In contrast to the Beetle, the new coupe bodywork was slightly wider and featured a lower roofline with fashionably thin rear roof pillars, as well as an extended lower-body crease that blended into the slightly bulged rear fenders. These same features had previously appeared on the Chrysler-Ghia D’Elegance concept car of 1953, with styling directed by Virgil Exner. Released to the public in 1955, the Karmann-Ghia was an immediate hit, and demand far surpassed its creators’ expectations. When production finally ceased at Karmann’s Osnabrück plant in July 1974, a staggering 283,501 coupes and 80,897 convertibles had been produced.

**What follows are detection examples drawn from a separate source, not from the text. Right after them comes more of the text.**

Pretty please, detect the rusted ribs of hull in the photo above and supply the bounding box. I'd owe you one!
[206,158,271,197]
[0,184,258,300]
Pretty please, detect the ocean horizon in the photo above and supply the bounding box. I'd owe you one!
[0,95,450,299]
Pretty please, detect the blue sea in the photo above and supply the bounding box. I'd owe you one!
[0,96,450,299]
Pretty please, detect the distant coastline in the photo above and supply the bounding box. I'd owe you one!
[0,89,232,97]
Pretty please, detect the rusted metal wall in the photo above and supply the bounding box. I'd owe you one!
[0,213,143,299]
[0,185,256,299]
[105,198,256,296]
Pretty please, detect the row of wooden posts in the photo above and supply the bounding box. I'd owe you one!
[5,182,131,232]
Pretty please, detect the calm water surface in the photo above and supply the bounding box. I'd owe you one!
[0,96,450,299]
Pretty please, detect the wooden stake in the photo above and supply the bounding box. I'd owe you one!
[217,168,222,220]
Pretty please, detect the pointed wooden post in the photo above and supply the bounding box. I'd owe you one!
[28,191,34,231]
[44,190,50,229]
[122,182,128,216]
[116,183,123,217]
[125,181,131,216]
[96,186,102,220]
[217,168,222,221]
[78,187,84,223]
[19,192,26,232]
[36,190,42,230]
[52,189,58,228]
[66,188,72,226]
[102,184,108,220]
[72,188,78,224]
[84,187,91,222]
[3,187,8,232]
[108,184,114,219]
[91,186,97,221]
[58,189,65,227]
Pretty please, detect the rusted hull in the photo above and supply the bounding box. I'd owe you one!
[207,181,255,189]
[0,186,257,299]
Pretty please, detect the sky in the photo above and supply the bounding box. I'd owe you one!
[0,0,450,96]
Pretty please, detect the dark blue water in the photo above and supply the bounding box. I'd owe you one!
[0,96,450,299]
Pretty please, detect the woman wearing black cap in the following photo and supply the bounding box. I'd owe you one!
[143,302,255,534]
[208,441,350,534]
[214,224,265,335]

The 1970 Karmann-Ghia offered here is a very appealing late-production convertible that was recently treated to a professional mechanical and cosmetic restoration. A red exterior finish, white interior, woodgrain dash and black convertible top complement its distinctive and sporting bodywork. The car includes U.S.-specification bumpers complete with override bars, as well as original-type ventilated steel wheels with bright hubcaps and whitewall tires. Mechanically, a fresh and correct VW crate motor offers increased performance with an upgraded dual-carburetor induction system.
As described by automotive journalists Richard M. Langworth and Graham Robson, “The combination of swoopy, rounded looks, impeccable construction, and the ordinary but sturdy and economical Beetle drivetrain proved irresistible”. And so it remains today, epitomized by this very desirable example.

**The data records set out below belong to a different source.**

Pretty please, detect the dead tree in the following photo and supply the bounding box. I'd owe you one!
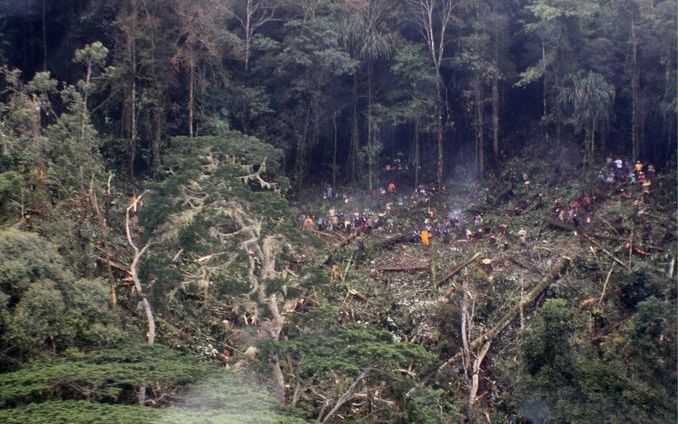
[125,192,155,344]
[438,257,572,375]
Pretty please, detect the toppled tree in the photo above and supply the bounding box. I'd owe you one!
[139,132,301,401]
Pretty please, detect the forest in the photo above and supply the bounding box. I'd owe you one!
[0,0,678,424]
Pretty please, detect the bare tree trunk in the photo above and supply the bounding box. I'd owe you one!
[414,118,421,188]
[151,105,162,175]
[492,75,499,162]
[42,0,47,71]
[244,0,252,72]
[436,70,445,187]
[473,78,485,178]
[129,76,137,179]
[80,63,92,143]
[318,370,369,423]
[554,70,563,147]
[125,192,155,344]
[332,111,338,187]
[128,0,137,179]
[188,63,195,138]
[630,12,640,162]
[541,36,549,143]
[367,59,375,193]
[349,75,360,184]
[125,192,155,405]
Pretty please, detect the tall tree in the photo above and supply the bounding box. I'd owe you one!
[408,0,455,186]
[227,0,276,72]
[171,0,228,137]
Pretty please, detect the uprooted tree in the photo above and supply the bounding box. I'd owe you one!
[140,132,301,401]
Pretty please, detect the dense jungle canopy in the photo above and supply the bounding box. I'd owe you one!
[0,0,678,424]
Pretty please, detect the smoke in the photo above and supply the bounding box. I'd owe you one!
[155,370,290,424]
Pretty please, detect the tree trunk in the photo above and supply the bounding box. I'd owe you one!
[541,36,549,143]
[473,78,485,178]
[367,59,375,193]
[80,63,92,144]
[553,69,563,147]
[492,75,499,162]
[42,0,47,71]
[436,73,445,188]
[349,75,360,184]
[630,12,640,162]
[438,257,572,374]
[414,118,421,188]
[128,0,137,180]
[129,75,137,179]
[151,105,162,176]
[332,111,338,187]
[188,63,195,138]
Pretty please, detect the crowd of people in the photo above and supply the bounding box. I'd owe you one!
[554,157,657,226]
[299,157,656,247]
[598,156,657,194]
[299,181,482,247]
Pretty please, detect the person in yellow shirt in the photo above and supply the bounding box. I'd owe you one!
[420,228,431,247]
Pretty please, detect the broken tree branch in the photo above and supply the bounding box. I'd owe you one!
[598,264,617,305]
[438,257,572,374]
[125,191,155,344]
[435,252,480,288]
[583,234,630,270]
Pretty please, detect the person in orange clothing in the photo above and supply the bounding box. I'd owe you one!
[420,228,431,247]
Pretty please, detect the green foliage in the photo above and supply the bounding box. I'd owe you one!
[0,230,123,357]
[273,312,433,377]
[407,387,465,424]
[0,171,21,223]
[0,370,314,424]
[516,300,672,423]
[619,267,671,310]
[0,344,208,407]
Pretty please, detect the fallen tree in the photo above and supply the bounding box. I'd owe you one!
[438,257,572,374]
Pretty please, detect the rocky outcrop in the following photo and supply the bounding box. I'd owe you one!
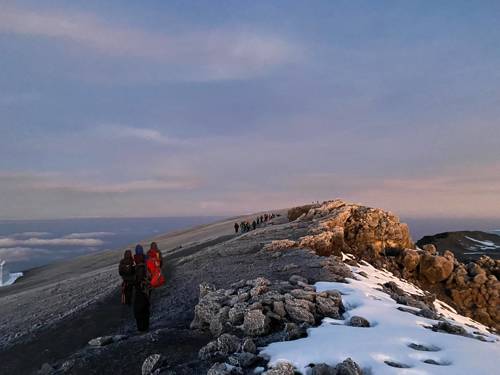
[287,204,319,221]
[419,254,453,284]
[291,200,500,330]
[263,240,298,251]
[295,200,413,259]
[191,275,344,374]
[310,358,363,375]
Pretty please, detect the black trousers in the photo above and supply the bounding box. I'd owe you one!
[122,281,134,305]
[134,289,150,332]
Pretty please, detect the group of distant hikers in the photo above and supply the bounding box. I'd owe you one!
[118,242,165,332]
[234,213,280,233]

This car was auctioned off by RM Auctions in March of 2009 at the The Ritz-Carlton, Amelia Island, Florida.
57bhp, 1,585 cc horizontally-opposed four-cylinder engine, four-speed manual transmission in rear transaxle, independent front suspension with transverse torsion bars and upper and lower trailing arms, independent rear suspension with semi-trailing arms and torsion bars, and hydraulic front disc and rear drum brakes. Wheelbase: 94.5".